Re: Just sharing......
 
yes, Mary Jo.......perfectly said.
i had a "moment' last night that was tough. i started crying thinking about individuals I had met at SABCS who I could not/would not see again and other individuals and their families who are suffering so much right now........and at the same time how I feel so at home and free when I go to the conference and how much I laugh (and how much I want to slip into Macy's one ore time). I remember last year with one of the members (and i told her this)........"my God- you could be a comedy writer". And all of her sarcasm and jokes were in the midst of much pain. She was so damn funny. And it is a strange thing to be crying and laughing at the same time and feel so close. And, yes, this is not your average group of individuals. So much pain and so much joy.......at the same time. I thought again about this today as I sat in a faculty meeting.
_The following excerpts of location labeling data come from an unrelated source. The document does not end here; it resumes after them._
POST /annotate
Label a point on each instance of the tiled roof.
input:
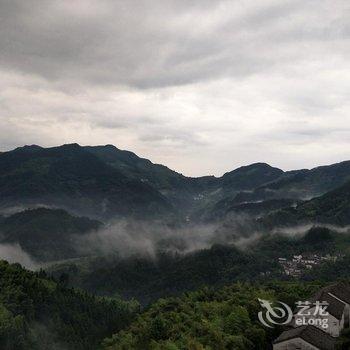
(335, 307)
(311, 335)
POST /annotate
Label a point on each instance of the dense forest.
(209, 318)
(37, 312)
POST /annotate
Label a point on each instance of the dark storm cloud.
(226, 82)
(152, 43)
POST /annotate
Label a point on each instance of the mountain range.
(104, 182)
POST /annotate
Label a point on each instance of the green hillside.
(38, 313)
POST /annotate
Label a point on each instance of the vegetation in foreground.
(38, 313)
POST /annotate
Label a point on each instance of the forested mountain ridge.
(331, 208)
(73, 178)
(46, 234)
(105, 182)
(39, 313)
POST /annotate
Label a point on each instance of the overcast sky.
(200, 86)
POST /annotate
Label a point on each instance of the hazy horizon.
(265, 81)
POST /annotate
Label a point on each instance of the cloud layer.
(202, 86)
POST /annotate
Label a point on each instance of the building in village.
(312, 335)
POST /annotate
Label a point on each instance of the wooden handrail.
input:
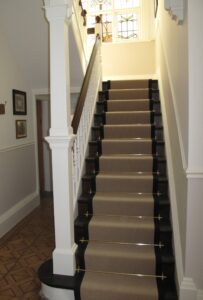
(83, 91)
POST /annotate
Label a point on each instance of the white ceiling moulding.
(175, 8)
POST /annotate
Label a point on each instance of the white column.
(61, 137)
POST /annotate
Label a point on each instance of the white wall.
(18, 188)
(128, 60)
(172, 67)
(194, 243)
(179, 51)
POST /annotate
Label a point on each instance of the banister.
(83, 91)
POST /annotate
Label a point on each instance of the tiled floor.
(23, 250)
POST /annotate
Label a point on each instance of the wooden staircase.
(123, 229)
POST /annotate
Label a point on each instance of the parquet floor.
(23, 250)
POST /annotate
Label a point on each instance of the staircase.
(123, 228)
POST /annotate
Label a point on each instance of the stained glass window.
(127, 26)
(107, 28)
(120, 19)
(122, 4)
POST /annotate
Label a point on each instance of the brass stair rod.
(160, 245)
(87, 214)
(120, 273)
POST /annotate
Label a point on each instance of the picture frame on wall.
(156, 2)
(19, 102)
(21, 129)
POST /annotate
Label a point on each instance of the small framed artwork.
(19, 103)
(21, 129)
(155, 7)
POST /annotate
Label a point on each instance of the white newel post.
(58, 13)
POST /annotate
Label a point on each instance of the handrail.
(83, 91)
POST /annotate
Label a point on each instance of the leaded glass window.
(120, 19)
(127, 26)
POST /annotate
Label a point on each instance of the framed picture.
(19, 103)
(21, 129)
(155, 7)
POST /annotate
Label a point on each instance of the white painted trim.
(188, 290)
(200, 295)
(174, 101)
(51, 293)
(19, 211)
(194, 174)
(45, 91)
(176, 9)
(75, 89)
(15, 147)
(176, 227)
(130, 77)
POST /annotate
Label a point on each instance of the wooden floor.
(23, 250)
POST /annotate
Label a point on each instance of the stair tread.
(122, 222)
(120, 258)
(126, 175)
(130, 196)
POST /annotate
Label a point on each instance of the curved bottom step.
(117, 287)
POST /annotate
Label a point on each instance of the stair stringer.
(173, 196)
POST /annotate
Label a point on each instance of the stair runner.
(123, 229)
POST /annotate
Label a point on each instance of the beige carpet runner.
(121, 230)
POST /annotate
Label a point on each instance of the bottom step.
(117, 287)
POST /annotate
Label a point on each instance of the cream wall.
(179, 53)
(172, 69)
(18, 187)
(128, 60)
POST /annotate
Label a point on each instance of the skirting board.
(50, 293)
(189, 291)
(19, 211)
(200, 295)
The outright pettiness and "point making' were difficult for me and I came close to leaning over to someone to say "once you have had cancer treatment......... all of this seems particularly ridiculous". But, alas, I quietly graded papers (on the sly) and realized that the majority of folks in the room did not yet understand. I am forever changed.

Jeanette 11-28-2012 08:43 PM

Re: Just sharing......
 
As always MaryJo you speak from the heart, as most of us do. I have never had a meltdown, but today I came very close to it. Just thinking of all the sisters and brothers who have passed on. Have my own issues right now, but try not to think about them. My heart is sore right now. Blessings to each and everyone of us, Jeanette

Pray 11-28-2012 09:40 PM

Re: Just sharing......
 
Mary Jo, Your post is just what this site needed right now. Thank you. Sheila taught me how not to be mad about this cancer stuff. I clung to that phase way to long. I have been forever blessed by Sheila she has literally changed my life for the better along with this site. Here is where my hope began. Thank you everyone and I do thank everyone. Each and every one of us matters and has a purpose here.

SoCalGal 11-29-2012 01:11 AM

Re: Just sharing......
 
Great post -Thanks much.

Jackie07 11-29-2012 02:01 AM

Re: Just sharing......
 
Indeed this is a very special group with very special people... Thanks, y'al.

tricia keegan 11-29-2012 04:15 PM

Re: Just sharing......
 
Love your post and I echo your thoughts too MaryJo and feel sad we've lost so many here in this our own her2 family, I've lost other friends with BC who had a better prognosis than I too which makes me sad but I've forever grateful to all here who made me realise her2+ was not a death sentence as was stated on every other site I visited when diagnosed. I've met so many wonderful intelligent people on this site and Sheila is one I'm especially close to and is in my thoughts and prayers daily. xx

mamacze 11-29-2012 06:35 PM

Re: Just sharing......
 
Mary Jo,
Thank you for checking in and sharing, just because. Words from the heart are awe inspiring and yours just gave me goose bumps. An old pastor friend of mine once advised, "Never resist an impulse to be generous". You were generous with your heartfelt words and how grateful I am.